Webster et al. (2006) note that the static risk factors usually associated with offending by young people are also prevalent amongst law-abiding populations. These authors equate so-called risk factors such as truanting, single parenthood, educational low-achievement and disruptive childhoods with poverty rather than criminality:

"the narrowing down of risk factors to the family, parenting, truancy and peer-groups, reflects more a process of political expediency… than any genuine attempt to understand the causes of criminality." (Webster et al., 2006: 12).

Webster et al. also draw attention to the 'false negatives' of young people who show all the predictive signs of offending but remain law-abiding and suggest that risk assessment may be a reactive process of containment rather than a proactive means of resolving structural constraints for many disadvantaged young people:

"Much of what happened in the lives of our informants could not have been predicted from earlier experiences… In isolating individual risk factors from their context in biography, place and social structure, such [risk assessment] devices offer ways of managing offenders rather than addressing the causes and cessation of individual offending." (ibid: 18).

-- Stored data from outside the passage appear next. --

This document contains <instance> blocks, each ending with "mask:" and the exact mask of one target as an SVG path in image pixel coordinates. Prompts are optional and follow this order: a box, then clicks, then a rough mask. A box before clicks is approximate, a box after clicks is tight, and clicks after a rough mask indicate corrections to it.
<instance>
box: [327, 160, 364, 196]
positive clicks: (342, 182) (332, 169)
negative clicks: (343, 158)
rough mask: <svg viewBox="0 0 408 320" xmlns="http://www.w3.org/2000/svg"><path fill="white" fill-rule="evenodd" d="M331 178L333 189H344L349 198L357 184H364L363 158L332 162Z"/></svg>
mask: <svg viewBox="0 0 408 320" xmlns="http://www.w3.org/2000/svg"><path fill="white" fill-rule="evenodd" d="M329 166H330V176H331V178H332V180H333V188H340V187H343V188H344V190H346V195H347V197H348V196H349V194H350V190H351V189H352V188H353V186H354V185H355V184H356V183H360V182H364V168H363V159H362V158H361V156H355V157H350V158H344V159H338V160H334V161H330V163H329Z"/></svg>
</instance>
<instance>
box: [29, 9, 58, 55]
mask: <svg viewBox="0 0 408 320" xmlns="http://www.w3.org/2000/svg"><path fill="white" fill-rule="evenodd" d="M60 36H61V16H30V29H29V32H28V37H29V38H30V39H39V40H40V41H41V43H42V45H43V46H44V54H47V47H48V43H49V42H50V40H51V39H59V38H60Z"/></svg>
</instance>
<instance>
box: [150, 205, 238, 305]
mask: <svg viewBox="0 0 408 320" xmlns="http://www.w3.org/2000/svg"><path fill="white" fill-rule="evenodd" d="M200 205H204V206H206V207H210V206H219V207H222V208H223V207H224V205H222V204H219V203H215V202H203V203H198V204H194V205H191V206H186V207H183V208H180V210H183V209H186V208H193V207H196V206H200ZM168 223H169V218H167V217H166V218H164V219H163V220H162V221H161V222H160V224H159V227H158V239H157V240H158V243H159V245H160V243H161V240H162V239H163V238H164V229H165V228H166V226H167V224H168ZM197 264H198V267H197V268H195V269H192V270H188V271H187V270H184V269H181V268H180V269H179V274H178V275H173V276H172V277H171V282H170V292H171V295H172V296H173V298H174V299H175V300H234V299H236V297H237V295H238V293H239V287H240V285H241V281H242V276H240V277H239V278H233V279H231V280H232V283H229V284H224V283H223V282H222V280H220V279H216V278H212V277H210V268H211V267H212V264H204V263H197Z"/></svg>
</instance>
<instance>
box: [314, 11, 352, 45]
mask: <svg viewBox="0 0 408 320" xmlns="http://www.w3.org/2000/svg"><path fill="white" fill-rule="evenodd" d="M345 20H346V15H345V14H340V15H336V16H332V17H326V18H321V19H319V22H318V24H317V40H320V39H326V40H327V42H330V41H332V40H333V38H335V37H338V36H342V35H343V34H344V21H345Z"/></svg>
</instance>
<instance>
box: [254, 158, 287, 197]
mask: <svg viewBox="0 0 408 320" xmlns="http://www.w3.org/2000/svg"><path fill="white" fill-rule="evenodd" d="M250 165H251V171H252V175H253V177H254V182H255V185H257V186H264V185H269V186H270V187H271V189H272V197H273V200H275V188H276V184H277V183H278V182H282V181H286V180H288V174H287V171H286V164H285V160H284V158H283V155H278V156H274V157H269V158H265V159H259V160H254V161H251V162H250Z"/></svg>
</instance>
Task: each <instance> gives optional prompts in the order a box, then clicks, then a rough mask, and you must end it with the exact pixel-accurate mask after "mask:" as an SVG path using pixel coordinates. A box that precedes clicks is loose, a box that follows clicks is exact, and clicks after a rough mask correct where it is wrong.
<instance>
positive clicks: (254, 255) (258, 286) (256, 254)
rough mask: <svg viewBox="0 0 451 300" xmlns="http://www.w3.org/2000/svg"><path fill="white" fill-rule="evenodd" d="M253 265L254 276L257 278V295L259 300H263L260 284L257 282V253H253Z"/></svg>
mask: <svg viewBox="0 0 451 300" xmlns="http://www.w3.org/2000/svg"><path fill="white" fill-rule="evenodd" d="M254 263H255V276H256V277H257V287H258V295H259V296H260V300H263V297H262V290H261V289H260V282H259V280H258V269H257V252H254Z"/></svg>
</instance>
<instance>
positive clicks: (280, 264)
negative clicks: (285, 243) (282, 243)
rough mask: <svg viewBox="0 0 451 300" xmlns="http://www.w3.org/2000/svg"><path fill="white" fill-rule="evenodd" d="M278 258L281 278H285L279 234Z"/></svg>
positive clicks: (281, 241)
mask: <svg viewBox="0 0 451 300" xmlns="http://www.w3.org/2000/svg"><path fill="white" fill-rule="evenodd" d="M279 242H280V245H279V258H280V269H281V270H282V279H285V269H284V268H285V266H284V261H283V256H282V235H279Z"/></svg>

Whilst in the recent past, there was an over-reliance on actuarial assessment based on static factors (e.g., previous criminal convictions) which inhibited rehabilitation in favour of management of 'groups' of offenders, introducing dynamic factors (e.g., employment status) into the equation now allows for more constructive work with (rather than to) offenders. Pitts (2001) quotes Farrington (2000: 7) in suggesting that the "risk factor prevention paradigm" is 'easy to understand and to communicate, and it is readily accepted by policy makers, practitioners and the general public'. However, it has its limitations in that it cannot readily separate out cause from effect: homelessness, unemployment and low income, for example, can be both cause and effect of criminal involvement. Brown (2005) also criticises the literature on static risk factors which are deemed 'modifiable' by the individual rather than by society, notably those targeted by Farrington (2002):

"Perhaps the most unnerving aspect of the whole approach is that as Farrington comments, 'prevention requires change within individuals' (p. 661). Since the vast majority of 'risk factors' appear to be beyond the individual's control (low family income, family breakdown, single parenthood, low IQ, etc.) this is puzzling. Presumably the idea is to change an individual's response to their life circumstances, not the life circumstances themselves. In other words, offending is conveniently individuated and is not a matter for social justice or social inclusion." (Brown, 2005: 101).


This chapter has looked at the criminal justice field, the field possibly most influenced by the media and the wider public in respect of dangerousness of offenders and the vulnerability of [potential] victims. It is thus not surprising that the main focus of risk assessment in criminal justice is in relation to violent and sexual offenders, around which a centre of excellence in criminal justice risk management has been set up and a myriad of legislation and guidance has been developed. The criminal justice system also arguably houses the most risk assessment tools, which has resulted in a preoccupation with how to measure risk factors perhaps at the expense of what exactly one is measuring, to what end, and whether other forms of intervention may not prove more effective in reducing longer-term offending. The focus currently in criminal justice seems to be on managing risk rather than alleviating other problems in offenders' lives that might influence their behaviour. Thus, supervising social workers may resort, under advice from the guidance, merely to making defensible decisions and offending becomes a matter of containment rather than resolution. Guidance apart, however, there is little consistency in practice in criminal justice although it is the field most advanced in terms of inter-agency collaboration. However, the culture of the various organisations (e.g., the police versus social work) is doubtless an influence on the way risk is perceived and managed within each agency, making the gains from collaboration less obvious to identify and more difficult to achieve.